Amelia Cordell llevó a McCaleb hasta el Chevy Suburban. Ya habían hablado de la ropa y las joyas de su marido, y ella le había asegurado que no le habían quitado nada, tal como el vídeo del cajero automático atestiguaba. Sólo quedaba el Suburban.

– ¿No ha entrado nadie? -preguntó mientras lo abría.

– Yo lo traje desde la oficina del sheriff. Es la única vez que lo he conducido. Jimmy lo compró sólo para trabajar. Decía que si empezábamos a usarlo para otras cosas, no podría deducir los gastos. Yo no lo usaba porque es demasiado alto para estar subiendo y bajando todo él tiempo.

McCaleb asintió y entró al gran familiar por la puerta abierta del conductor. El asiento trasero estaba echado hacia delante y la zona de carga llena de equipamiento topográfico, una mesa de dibujo plegable y herramientas varias. McCaleb rápidamente descartó todo ello. Buscaba algo de carácter personal, no material de trabajo.

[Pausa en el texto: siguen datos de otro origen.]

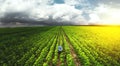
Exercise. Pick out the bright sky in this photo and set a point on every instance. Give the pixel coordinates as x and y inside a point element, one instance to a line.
<point>66,11</point>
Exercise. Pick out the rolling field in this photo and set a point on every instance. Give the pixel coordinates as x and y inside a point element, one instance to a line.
<point>82,46</point>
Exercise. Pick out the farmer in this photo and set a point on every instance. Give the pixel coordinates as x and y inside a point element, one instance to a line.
<point>60,49</point>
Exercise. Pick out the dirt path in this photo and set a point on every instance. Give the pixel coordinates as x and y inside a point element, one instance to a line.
<point>76,60</point>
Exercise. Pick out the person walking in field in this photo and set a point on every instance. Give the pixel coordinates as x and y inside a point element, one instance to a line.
<point>60,49</point>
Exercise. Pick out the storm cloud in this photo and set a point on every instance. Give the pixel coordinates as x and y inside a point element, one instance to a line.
<point>50,12</point>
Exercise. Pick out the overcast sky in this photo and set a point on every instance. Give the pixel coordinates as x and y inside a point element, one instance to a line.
<point>56,12</point>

Se concentró en la parte delantera del vehículo. Una pátina de polvo lo cubría todo. Al parecer Cordell conducía por el desierto con la ventana bajada. Abrió con un dedo el bolsillo de la puerta y vio que estaba repleto de recibos de estaciones de servicio y una libreta de espiral en la cual Cordell anotaba el kilometraje, las fechas y los destinos de sus trayectos. McCaleb sacó la libreta y pasó las páginas para ver si mencionaba algún viaje a la zona oeste del valle de San Fernando, en particular a Chatsworth o Canoga Park. Nada. Todo indicaba que Amelia Cordell estaba en lo cierto respecto a su marido.

Bajó la visera del acompañante y encontró dos mapas doblados. McCaleb los sacó y los abrió sobre el capó del coche. Uno era un mapa de estaciones de servicio de la parte central de California y el otro, un mapa de inspección en el que se veía el acueducto y sus numerosas carreteras de acceso. McCaleb buscó sin éxito alguna anotación extraña. Volvió a doblar los mapas y los devolvió a su sitio.

Sentado en el asiento del conductor, McCaleb escrutó el vehículo. Se fijó en el retrovisor y le preguntó a Amelia Cordell si en alguna ocasión su marido había colgado algo allí, algún adorno. Ella dijo que no lo recordaba.

En la guantera y la consola central había más papeles, cintas de música, varios bolígrafos, rotuladores y lápices, así como varias cartas abiertas. A Cordell le gustaba la música country. Todo parecía en orden y a McCaleb no se le ocurría nada.

– ¿Sabe si tenía alguna pluma o lápiz que le gustara particularmente? ¿Quizás alguno que le regalaran?

– No creo. Nada que yo recuerde.

McCaleb sacó la goma que sujetaba las cartas y examinó los sobres: correo departamental, avisos de reuniones, informes sobre problemas en el acueducto que Cordell debía revisar. McCaleb volvió a poner la goma elástica y dejó otra vez las cartas en la guantera. Amelia Cordell lo observaba en silencio.

En un pequeño contenedor entre los asientos vio un busca y unas gafas de sol. Cordell volvía a casa de noche cuando se detuvo en el cajero automático. Eso explicaba porque no llevaba las gafas, pero no el buscapersonas.

– Señora Cordell, ¿sabe por qué está aquí el busca? ¿Cómo es que no lo llevaba consigo?

Ella reflexionó un momento.

– Normalmente no lo llevaba en el cinturón en viajes largos porque decía que era incómodo. Decía que se le clavaba en los riñones. Varias veces se lo olvidó en el coche y perdió llamadas. Por eso lo sé.

McCaleb asintió. Seguía allí sentado pensando en qué revisar a continuación cuando la puerta delantera derecha se abrió de repente y se asomó Buddy Lockridge.

– ¿Qué pasa?

McCaleb tuvo que entrecerrar los ojos, porque le cegaban los rayos de sol que pasaban sobre los hombros de Buddy.